Over the last few weeks, I've put my head down and worked hard on adding some Christmas designs to my portfolio. I've intentionally steered clear of all art challenges on Instagram. Trust me, all of them were tempting, but I really didn't want to create something that I might itch to redo after some time.
I'm often asked by fellow designers what program I use to create my patterns, what my process is, whether I work completely digitally or I use a mix of analog and digital techniques. Even though I've shared a general overview of my process on social media, I thought I'd take you through one piece that I created recently, to show you exactly how I move from ideation to the finished design.
I've only recently purchased a drawing tablet, so the analog to digital process is what I've been following for the last six months or so, and unless I'm feeling extremely lazy, I continue to follow this method. There's nothing that quite beats the charm of a pencil and a sketchbook.
I always start with a mood board. No, I don't necessarily have a Pinterest board for every single design I create. But I do have a folder of images that I think suits the purpose of my design. My mood boards are mostly meant to help me create my color palette. I avoid taking too much inspiration from other artists, and I almost always use royalty-free images from Unsplash or photographs that I take myself.
This has got to be my most favorite part of the entire design process. I love how I can have endless possibilities for my motifs. Yes, I want them to adhere to the theme that I choose, but I also love the freedom sketching gives me to try out multiple versions of the same element. If you notice, I've drawn the poinsettia, the hellebore, the holly leaves, the winter berries, the mistletoe, and the eucalyptus leaves more than once. I've also drawn a few additional stylized leaves.
I normally use a simple HB mechanical pencil for my sketches. On occasions where I want to add a bit more texture, I use a 6B or 8B pencil for my sketches. I then add in shading wherever I want that texture and I do not follow it up with the next step. However, in this piece, I went ahead and inked these motifs.

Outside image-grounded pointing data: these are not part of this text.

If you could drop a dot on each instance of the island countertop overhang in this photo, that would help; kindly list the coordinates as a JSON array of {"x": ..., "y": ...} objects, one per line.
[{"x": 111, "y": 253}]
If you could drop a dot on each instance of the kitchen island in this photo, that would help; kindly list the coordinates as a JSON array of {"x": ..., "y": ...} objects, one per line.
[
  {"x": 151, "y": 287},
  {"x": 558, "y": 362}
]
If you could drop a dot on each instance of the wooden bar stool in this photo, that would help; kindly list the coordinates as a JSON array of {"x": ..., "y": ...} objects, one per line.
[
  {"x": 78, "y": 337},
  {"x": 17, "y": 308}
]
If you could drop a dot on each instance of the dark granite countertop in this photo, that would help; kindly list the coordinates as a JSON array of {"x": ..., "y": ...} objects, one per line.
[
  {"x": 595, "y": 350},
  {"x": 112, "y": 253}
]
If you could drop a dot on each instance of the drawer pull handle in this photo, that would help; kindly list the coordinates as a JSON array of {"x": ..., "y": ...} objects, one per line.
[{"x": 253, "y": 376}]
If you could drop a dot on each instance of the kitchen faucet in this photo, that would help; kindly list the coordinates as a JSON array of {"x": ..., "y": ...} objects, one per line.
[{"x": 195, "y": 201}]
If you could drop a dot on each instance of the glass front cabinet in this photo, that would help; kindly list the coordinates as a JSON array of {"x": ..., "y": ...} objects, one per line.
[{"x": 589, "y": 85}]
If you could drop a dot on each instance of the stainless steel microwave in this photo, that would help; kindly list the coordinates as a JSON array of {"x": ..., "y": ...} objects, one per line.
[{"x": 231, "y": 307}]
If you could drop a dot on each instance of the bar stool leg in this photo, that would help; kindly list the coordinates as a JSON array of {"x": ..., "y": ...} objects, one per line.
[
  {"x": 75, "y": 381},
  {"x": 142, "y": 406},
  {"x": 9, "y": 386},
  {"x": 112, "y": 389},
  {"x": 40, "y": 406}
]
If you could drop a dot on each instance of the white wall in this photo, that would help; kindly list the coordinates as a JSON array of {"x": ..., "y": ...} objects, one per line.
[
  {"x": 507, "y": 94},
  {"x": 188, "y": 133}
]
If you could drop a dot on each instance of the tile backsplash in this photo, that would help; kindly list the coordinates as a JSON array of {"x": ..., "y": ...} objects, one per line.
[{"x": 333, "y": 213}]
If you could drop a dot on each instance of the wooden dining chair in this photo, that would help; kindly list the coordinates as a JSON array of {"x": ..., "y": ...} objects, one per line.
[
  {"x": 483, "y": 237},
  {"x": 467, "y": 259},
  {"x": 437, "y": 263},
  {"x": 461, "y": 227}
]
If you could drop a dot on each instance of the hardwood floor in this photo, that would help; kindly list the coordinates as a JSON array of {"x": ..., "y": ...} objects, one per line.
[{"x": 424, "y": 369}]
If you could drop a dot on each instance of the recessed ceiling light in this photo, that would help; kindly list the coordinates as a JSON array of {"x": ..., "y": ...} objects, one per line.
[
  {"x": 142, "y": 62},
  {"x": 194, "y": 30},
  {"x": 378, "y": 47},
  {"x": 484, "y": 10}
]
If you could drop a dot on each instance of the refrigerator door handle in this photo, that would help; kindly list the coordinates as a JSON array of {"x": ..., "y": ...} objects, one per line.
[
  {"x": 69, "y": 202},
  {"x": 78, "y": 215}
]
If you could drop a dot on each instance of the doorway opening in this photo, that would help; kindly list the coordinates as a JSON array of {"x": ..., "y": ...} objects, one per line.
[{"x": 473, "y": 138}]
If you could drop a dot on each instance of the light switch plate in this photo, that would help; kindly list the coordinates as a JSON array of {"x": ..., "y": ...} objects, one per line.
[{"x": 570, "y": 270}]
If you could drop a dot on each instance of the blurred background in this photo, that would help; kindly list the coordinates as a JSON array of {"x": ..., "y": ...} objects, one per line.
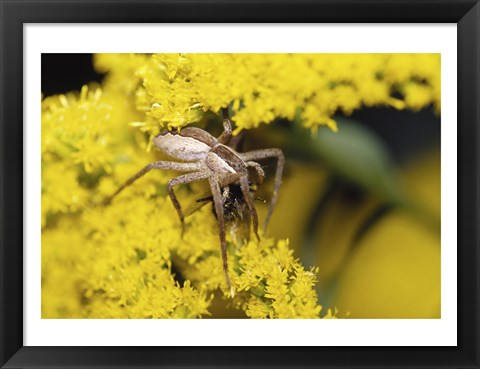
[{"x": 362, "y": 204}]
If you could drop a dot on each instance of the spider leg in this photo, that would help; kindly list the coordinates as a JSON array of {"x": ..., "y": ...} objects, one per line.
[
  {"x": 227, "y": 129},
  {"x": 258, "y": 169},
  {"x": 166, "y": 165},
  {"x": 235, "y": 142},
  {"x": 218, "y": 203},
  {"x": 263, "y": 154},
  {"x": 183, "y": 179},
  {"x": 249, "y": 200}
]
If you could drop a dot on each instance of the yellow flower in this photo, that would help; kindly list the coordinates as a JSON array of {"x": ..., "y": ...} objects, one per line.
[{"x": 127, "y": 259}]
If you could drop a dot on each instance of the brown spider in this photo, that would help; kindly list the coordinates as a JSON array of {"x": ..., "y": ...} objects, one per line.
[{"x": 205, "y": 157}]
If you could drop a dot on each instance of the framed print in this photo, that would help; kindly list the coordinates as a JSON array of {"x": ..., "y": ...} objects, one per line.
[{"x": 256, "y": 165}]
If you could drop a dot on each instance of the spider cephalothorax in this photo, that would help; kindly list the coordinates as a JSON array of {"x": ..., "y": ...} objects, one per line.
[{"x": 204, "y": 157}]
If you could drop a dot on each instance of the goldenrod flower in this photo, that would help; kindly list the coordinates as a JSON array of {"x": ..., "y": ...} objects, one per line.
[{"x": 123, "y": 260}]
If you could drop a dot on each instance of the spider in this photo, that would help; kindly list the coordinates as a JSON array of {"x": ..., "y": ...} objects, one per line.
[{"x": 204, "y": 157}]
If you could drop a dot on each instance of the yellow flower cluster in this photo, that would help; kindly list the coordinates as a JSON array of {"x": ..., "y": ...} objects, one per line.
[
  {"x": 175, "y": 89},
  {"x": 127, "y": 260}
]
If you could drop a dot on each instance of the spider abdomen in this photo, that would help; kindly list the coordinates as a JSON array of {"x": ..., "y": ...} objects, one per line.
[
  {"x": 181, "y": 147},
  {"x": 217, "y": 164}
]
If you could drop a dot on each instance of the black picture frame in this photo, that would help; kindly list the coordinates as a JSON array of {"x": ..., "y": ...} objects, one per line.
[{"x": 15, "y": 13}]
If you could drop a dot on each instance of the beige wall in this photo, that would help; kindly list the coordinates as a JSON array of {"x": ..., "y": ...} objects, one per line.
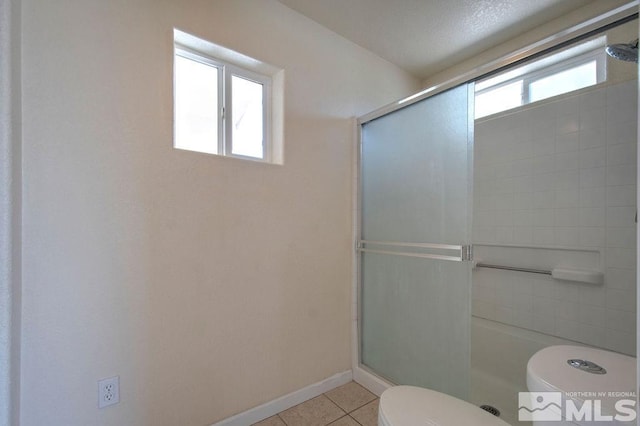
[{"x": 210, "y": 285}]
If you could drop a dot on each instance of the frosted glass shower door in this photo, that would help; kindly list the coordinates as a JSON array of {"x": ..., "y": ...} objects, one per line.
[{"x": 415, "y": 285}]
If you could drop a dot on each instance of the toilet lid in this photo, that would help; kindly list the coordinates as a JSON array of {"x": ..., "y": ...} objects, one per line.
[
  {"x": 410, "y": 406},
  {"x": 548, "y": 371}
]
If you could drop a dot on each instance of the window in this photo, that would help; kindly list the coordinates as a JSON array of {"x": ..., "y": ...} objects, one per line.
[
  {"x": 575, "y": 68},
  {"x": 221, "y": 107}
]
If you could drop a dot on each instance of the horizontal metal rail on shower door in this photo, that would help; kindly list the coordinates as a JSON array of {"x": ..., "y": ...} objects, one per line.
[
  {"x": 420, "y": 250},
  {"x": 514, "y": 268}
]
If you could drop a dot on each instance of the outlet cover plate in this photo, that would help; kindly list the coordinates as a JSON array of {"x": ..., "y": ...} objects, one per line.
[{"x": 108, "y": 391}]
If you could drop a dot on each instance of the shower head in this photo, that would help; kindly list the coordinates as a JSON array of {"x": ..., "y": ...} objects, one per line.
[{"x": 624, "y": 51}]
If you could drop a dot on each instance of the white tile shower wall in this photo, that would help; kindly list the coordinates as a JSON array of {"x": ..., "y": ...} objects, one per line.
[{"x": 562, "y": 174}]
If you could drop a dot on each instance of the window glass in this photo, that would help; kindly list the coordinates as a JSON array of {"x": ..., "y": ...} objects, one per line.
[
  {"x": 196, "y": 105},
  {"x": 563, "y": 82},
  {"x": 247, "y": 117},
  {"x": 499, "y": 99}
]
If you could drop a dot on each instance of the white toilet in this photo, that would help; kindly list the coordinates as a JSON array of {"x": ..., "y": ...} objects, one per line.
[
  {"x": 581, "y": 375},
  {"x": 412, "y": 406}
]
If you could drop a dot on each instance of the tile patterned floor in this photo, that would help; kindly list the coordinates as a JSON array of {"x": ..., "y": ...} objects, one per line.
[{"x": 347, "y": 405}]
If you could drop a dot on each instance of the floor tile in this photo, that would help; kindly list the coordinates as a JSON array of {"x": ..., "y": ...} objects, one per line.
[
  {"x": 350, "y": 396},
  {"x": 367, "y": 415},
  {"x": 319, "y": 411},
  {"x": 345, "y": 421},
  {"x": 271, "y": 421}
]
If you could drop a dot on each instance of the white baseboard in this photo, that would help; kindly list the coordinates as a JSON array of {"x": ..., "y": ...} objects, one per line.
[
  {"x": 272, "y": 408},
  {"x": 370, "y": 381}
]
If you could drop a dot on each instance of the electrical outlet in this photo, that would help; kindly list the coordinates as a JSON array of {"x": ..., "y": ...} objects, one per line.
[{"x": 108, "y": 391}]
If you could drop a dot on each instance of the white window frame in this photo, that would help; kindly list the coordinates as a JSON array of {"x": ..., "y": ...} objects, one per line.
[
  {"x": 598, "y": 55},
  {"x": 225, "y": 99}
]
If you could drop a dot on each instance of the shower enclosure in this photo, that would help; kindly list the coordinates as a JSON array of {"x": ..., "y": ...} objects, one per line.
[
  {"x": 415, "y": 236},
  {"x": 548, "y": 184}
]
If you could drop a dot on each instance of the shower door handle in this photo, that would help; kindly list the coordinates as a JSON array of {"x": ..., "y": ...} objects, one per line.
[{"x": 451, "y": 252}]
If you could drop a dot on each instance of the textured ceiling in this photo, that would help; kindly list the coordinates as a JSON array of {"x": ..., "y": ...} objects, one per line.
[{"x": 427, "y": 36}]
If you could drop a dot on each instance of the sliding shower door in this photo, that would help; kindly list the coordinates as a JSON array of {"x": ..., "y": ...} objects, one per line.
[{"x": 415, "y": 282}]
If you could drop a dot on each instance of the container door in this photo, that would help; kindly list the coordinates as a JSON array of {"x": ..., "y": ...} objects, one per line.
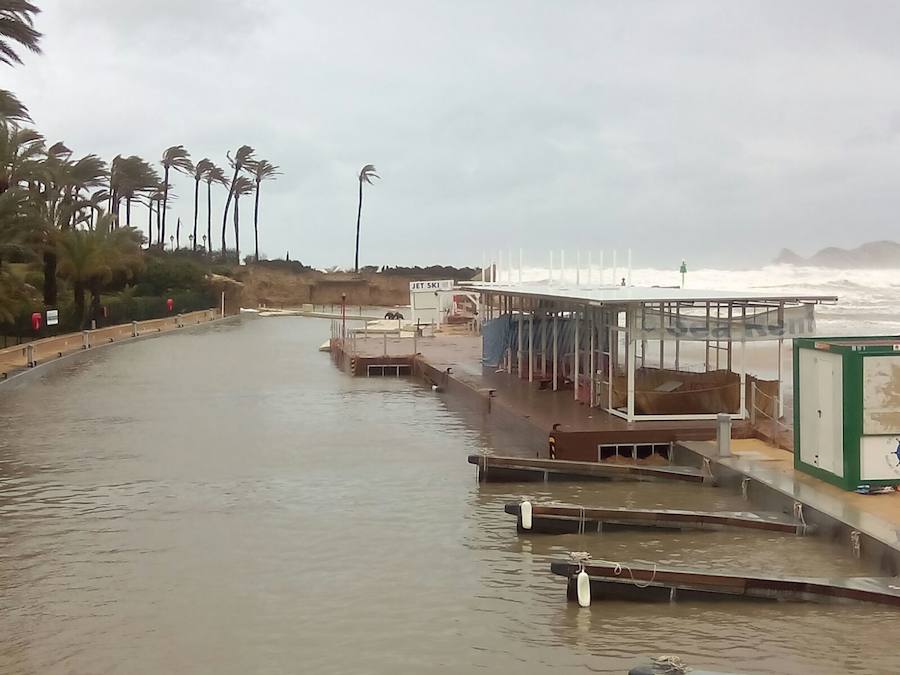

Once I have my pencil sketches ready, I plan out how I want my motifs to be finished. Most of the time, my final motifs aren't outlined. This is why I take extra care to ink each part of the motif separately. In this case, I made sure that each berry was drawn at a distance from the branch, the centers of the flowers were not touching the petals, and the leaves were drawn separately as well.
There are times when I mess up, and this is when the tracing paper comes to my rescue. I redraw my motifs in ink on the tracing paper, again making sure I draw each part slightly away from the other.
I use a pen with black ink (my favorites are Uniball Fine Eye and Sakura Micron 0.5 mm) to redraw my motifs.
Once I'm happy with the final sketches, I erase all the pencil marks, so that they're ready for the scanner (or the smartphone).
The next thing I do is scan my sketches. I clean them up and adjust the brightness and contrast in Photoshop. In case I use my smartphone to quickly take a snap of my sketches (which is what I do most of the time), I use Google Snapseed for all the adjustments required to get my sketches ready for digitizing.
Once I've adjusted the brightness (which is all I have to do really), I'm all set to take these sketches into Adobe Illustrator. Illustrator is my go-to pattern-making software. I like how intuitive the program is for making repeat patterns, even when you're not using the inbuilt pattern-making option. I also love the ease of drawing directly onto the computer, and I quite like the clean, vector look that can be achieved.
To see exactly how I use Snapseed to edit my photos, you can check out this quick guide.
Once I've opened up my sketches in Illustrator, I use the Image Trace function to vectorize them.
I've tried both the Black and White Logo, and the Sketched Art settings, but I prefer the latter even though the difference is quite subtle. I play around with the threshold values until I get just the right thickness of lines. I then expand the image and ungroup the vectorized motifs.
These are how my motifs looked after being vectorized.
Coloring & Adding Details
Next, I try out a variety of color combinations for my motifs, keeping in mind the color palette I'd zeroed in on, in the mood board stage. This is where I also add additional details inside the flowers and the leaves. I use the drawing tablet for adding these details. Once all the details and colors have been finalized, I regroup the elements as they make up each motif.
The Final Arrangement
Once I'm satisfied with how my motifs look, it's time to arrange, rearrange, rotate, and reflect my motifs to create an arrangement that feels just right. This stage usually takes me quite some time. I'm never completely happy with the result, but I'm training myself to make peace with the 80% that I'm happy with.
And, voila! That is my Holiday Bouquet for you.